Released 22 November 1968 | Length 0:52 | |
Recorded 20 August 1968,EMI Studios, London Genre Experimental pop, lo-fi, psychedelic folk |
"Wild Honey Pie" is a short song by the Beatles written by Paul McCartney (credited to Lennon–McCartney) and released on The Beatles (also known as the "White Album").
Contents
Background
McCartney is the sole performer on the recording. At the time, John Lennon and Ringo Starr were working on other White Album songs, and George Harrison was on holiday in Greece.

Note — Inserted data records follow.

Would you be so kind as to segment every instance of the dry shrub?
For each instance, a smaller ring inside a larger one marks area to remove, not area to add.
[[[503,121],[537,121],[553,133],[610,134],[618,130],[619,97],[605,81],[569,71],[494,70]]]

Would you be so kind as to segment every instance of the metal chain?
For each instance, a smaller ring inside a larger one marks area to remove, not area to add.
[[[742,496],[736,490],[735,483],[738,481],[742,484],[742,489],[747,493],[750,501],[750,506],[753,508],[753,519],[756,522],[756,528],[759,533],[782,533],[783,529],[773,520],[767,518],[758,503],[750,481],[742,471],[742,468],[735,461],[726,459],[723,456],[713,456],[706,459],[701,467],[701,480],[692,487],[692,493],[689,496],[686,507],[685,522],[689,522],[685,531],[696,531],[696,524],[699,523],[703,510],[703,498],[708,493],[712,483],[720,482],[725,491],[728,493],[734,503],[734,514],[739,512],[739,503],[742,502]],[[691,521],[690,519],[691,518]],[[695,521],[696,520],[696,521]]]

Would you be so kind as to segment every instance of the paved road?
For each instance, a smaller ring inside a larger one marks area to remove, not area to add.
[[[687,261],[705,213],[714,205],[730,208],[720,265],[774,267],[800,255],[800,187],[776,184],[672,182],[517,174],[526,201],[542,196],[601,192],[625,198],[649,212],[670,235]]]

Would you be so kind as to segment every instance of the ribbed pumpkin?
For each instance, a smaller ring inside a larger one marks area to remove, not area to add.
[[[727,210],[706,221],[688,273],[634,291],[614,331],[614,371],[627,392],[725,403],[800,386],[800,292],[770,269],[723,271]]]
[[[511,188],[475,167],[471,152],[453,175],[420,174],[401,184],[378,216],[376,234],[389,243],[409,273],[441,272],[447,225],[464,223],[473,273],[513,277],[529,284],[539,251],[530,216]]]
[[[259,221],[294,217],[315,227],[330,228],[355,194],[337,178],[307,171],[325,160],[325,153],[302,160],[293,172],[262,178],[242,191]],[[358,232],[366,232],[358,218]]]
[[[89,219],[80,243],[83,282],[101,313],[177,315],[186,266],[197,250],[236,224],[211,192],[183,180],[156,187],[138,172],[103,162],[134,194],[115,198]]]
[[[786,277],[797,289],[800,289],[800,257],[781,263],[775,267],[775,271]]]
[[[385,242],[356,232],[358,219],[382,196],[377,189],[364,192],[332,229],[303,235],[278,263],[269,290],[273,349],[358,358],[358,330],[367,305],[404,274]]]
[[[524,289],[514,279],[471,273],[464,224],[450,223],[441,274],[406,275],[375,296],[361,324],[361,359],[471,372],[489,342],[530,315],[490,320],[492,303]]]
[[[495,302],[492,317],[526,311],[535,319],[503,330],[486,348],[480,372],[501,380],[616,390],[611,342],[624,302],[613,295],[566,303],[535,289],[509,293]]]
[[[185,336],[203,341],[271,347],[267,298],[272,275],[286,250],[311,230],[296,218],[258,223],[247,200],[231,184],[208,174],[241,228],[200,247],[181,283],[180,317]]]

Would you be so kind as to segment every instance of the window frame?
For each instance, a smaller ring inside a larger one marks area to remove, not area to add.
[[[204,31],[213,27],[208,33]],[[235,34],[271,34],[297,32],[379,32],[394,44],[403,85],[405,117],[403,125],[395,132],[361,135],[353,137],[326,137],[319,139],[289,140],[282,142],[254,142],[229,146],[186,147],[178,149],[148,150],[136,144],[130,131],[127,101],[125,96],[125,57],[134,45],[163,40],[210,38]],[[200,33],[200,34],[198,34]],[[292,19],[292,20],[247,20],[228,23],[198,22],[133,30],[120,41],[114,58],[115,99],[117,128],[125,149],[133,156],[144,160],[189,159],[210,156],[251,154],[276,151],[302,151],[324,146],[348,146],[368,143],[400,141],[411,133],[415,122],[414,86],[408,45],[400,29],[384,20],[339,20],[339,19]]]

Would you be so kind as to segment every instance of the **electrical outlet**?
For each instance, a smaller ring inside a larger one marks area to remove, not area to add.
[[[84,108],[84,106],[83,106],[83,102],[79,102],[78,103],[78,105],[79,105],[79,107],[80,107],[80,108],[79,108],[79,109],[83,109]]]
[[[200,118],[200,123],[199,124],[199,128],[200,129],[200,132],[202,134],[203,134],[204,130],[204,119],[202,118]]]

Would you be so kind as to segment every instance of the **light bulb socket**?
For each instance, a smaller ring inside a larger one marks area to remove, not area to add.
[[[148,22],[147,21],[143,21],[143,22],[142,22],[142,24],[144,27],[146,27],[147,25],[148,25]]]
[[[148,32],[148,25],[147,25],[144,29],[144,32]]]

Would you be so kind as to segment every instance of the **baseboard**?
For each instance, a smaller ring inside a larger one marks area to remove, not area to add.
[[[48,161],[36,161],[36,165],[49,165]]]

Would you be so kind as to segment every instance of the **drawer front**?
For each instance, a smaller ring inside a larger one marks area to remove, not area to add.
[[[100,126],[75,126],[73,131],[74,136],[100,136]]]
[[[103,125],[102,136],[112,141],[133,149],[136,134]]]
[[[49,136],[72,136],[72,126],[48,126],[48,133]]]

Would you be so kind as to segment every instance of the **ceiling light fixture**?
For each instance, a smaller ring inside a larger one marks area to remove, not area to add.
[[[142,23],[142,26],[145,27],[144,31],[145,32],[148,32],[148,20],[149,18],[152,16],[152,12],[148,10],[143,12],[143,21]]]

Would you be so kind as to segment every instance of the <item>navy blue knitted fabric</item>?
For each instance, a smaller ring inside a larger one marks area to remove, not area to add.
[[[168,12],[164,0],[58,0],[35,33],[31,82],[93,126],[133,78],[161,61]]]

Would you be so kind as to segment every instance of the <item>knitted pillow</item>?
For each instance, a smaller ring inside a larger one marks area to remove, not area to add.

McCartney said of this song: "We were in an experimental mode, and so I said, 'Can I just make something up?' I started off with the guitar and did a multitracking experiment in the control room or maybe in the little room next door. It was very home-made; it wasn't a big production at all. I just made up this short piece and I multitracked a harmony to that, and a harmony to that, and a harmony to that, and built it up sculpturally with a lot of vibrato on the [guitar] strings, really pulling the strings madly. Hence, 'Wild Honey Pie', which was a reference to the other song I had written called 'Honey Pie'."
According to McCartney, the song might have been excluded from The Beatles album, but Harrison's wife, Pattie Boyd, "liked it very much so we decided to leave it on the album".
Critical reception
In 2003, Stylus Magazine ranked the song at number 1 on their list of the "Top Ten Filler Tracks", saying "the greatest piece of filler to ever clutter an over-ambitious double album". A "Playing God" piece by the same magazine from the following year, in which the author creates a personalised version of the track listing, also suggested the song as the album's first track, saying "instead of acclimation track like 'Back in the USSR', sound-wise at least, this version of The White Album utilizes the sproing guitar and yarbled vocals of 'Wild Honey Pie' as its opening salvo. It's meant here to let the listener know that this is going to be like no Beatles album they've ever heard. At the beginning of the last measure of the song, the next track ['Helter Skelter'] barrels in."